What the Pattern Reveals

Looking at the full list, a few themes emerge:

Most of the bugs were in error paths and cleanup. The happy path worked fine. The bugs only manifested when something went wrong — a peer disconnected abruptly, a handshake failed, a timeout fired, a context was cancelled. Production stress exposed the error paths; unit tests rarely did, because writing tests that deliberately break things at specific moments is hard and nobody had written them.

Many bugs were about lifetime ownership. Who owns the goroutine? Who closes the stream? Who frees the port? When no single component has clear responsibility for cleanup, the cleanup either doesn’t happen at all or happens multiple times. The fixes frequently added explicit ownership — a watcher goroutine that closes a stream, a wrapper connection that enforces its own deadlines, a concurrency semaphore that bounds spawned goroutines.

Go’s lack of structured concurrency cost us. Modern concurrency frameworks (Trio in Python, Kotlin coroutines, the proposed Go nursery pattern) make it very difficult to spawn a goroutine without an owner, because the spawn happens inside a scope that’s responsible for awaiting the spawned work. Go’s bare go keyword has no such discipline — you can spawn a goroutine and then forget about it, and if nobody else remembers it either, it lives forever. Every goroutine leak in the DMSG codebase is an instance of “someone spawned a goroutine and then code changes over the years broke the invariant that kept it alive.” Structured concurrency would have caught most of these at compile time.

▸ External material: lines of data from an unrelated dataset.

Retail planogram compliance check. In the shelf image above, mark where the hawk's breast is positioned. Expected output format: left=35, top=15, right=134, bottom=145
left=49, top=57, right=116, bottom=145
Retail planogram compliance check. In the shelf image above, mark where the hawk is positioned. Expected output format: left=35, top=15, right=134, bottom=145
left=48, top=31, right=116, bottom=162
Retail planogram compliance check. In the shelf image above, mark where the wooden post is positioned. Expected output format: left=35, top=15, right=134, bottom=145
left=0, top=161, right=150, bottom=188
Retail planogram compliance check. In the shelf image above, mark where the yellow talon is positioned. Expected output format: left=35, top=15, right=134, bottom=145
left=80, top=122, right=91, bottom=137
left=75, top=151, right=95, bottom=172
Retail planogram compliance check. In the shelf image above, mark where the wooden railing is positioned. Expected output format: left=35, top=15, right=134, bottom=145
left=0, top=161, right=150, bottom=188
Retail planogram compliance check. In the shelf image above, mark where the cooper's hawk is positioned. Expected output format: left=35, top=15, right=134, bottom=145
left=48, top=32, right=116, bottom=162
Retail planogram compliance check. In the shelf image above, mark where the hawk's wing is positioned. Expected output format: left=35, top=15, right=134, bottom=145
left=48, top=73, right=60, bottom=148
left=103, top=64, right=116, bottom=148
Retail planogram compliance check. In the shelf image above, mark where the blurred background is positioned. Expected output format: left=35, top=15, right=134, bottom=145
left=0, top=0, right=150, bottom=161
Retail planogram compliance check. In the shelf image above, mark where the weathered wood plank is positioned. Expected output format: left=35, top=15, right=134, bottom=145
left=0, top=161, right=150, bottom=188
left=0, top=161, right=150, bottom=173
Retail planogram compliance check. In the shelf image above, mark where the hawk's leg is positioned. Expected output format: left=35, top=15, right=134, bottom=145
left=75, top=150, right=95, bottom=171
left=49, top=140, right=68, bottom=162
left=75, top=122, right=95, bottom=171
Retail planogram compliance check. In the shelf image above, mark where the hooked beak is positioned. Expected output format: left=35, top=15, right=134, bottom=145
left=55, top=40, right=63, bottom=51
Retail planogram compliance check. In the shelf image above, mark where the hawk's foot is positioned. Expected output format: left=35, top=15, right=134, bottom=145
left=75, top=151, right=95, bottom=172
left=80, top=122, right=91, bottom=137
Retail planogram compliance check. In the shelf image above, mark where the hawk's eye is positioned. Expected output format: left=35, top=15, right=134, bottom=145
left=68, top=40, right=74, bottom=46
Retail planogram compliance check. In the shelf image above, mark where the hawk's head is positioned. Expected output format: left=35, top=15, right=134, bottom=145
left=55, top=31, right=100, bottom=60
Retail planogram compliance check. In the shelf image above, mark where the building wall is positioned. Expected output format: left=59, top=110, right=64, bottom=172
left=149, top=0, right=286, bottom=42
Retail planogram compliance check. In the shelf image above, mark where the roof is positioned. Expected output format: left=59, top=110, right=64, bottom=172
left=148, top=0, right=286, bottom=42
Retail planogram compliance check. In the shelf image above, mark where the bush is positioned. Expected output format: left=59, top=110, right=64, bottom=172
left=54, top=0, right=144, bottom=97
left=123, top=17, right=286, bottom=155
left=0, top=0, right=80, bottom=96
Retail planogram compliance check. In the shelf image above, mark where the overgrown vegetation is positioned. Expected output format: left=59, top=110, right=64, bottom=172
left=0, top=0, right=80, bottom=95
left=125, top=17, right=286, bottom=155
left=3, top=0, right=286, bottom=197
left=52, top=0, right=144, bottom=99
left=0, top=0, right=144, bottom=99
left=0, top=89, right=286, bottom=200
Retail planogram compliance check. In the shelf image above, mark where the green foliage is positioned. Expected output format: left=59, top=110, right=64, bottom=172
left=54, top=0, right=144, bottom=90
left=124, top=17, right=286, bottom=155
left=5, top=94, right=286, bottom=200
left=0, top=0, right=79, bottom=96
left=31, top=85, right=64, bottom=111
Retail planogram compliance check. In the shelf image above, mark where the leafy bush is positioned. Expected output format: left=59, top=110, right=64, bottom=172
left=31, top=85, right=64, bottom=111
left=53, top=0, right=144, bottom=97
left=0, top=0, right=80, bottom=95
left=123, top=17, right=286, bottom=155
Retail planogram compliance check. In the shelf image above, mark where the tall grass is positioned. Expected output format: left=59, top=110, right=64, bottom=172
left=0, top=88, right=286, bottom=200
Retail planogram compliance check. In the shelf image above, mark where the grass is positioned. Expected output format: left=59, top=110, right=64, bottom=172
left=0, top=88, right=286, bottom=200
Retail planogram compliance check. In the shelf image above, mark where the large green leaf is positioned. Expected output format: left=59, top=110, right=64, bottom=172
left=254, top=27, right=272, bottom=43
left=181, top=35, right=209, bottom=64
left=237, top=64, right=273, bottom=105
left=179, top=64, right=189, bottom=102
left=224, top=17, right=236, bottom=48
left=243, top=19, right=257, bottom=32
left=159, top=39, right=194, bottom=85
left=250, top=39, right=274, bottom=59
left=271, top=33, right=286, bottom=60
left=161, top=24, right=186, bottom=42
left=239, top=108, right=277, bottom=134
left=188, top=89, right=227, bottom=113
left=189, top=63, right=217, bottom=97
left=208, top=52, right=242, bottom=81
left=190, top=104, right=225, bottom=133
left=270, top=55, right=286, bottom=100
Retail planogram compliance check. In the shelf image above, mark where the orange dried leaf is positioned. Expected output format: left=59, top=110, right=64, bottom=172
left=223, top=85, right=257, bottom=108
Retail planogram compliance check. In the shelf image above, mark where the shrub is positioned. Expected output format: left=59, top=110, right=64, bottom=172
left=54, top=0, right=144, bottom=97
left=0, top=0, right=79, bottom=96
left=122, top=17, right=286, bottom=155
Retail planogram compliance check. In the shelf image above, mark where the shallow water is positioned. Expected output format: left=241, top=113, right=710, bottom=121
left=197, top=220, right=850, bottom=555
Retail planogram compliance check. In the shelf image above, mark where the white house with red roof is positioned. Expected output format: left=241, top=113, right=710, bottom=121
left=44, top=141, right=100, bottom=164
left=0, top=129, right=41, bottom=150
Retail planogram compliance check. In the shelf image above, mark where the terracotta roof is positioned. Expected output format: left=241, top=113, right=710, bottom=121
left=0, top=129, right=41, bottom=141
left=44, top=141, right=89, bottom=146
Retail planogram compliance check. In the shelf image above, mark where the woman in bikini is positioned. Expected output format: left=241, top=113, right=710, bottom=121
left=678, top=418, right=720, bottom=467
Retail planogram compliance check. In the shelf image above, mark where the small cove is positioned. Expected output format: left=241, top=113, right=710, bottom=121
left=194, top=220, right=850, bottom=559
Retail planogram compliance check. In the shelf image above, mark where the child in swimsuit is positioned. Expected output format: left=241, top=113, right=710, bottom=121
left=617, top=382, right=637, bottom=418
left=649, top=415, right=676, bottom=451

Timeouts are load-bearing. Every fix had a timeout in it somewhere. The idle timeout on bridges. The handshake timeout on forwardRequest. The context timeout on DialStream. The 5-second shutdown timeout on discovery deletion. The 10-second ping timeout. The 5-minute session ping interval. A distributed system without carefully-chosen timeouts is a distributed system that eventually deadlocks or leaks resources. DMSG had timeouts in some places but not others; the fixes were largely about adding them in the missing places.

pprof is essential for production debugging. Without /debug/pprof available on running services, these leaks would have been much harder to characterize. The pprof goroutine dump with full stack traces pointed directly at the leaking functions. Before pprof was added to DMSG services on March 23, the leaks were visible in aggregate metrics (goroutine count, memory growth) but not attributable to specific code paths. After pprof, the fix path for each leak was clear within minutes of capturing a profile.

Where Things Stand

Production DMSG servers now run for much longer without goroutine accumulation. Goroutine count on a steady-state production server is typically in the low thousands and fluctuates around a mean instead of growing monotonically. Memory usage is stable. Ephemeral port consumption is bounded by real connection count, not by leaked half-open streams.

The DMSG codebase is meaningfully more reliable than it was a month ago. Not perfect — there are probably still latent bugs waiting for the right combination of conditions — but the major categories of resource leaks have been characterized, fixed, and covered by tests. The accept loop crash pattern is eliminated. The goroutine lifetime patterns have explicit ownership. The timeouts cover every blocking operation on external state.

Three weeks ago, operators restarted DMSG servers weekly to keep things responsive. Today, they run until a release update forces a restart. That’s the measure of the work: not a feature, not a benchmark improvement, just a codebase that doesn’t quietly accumulate garbage while you’re not looking.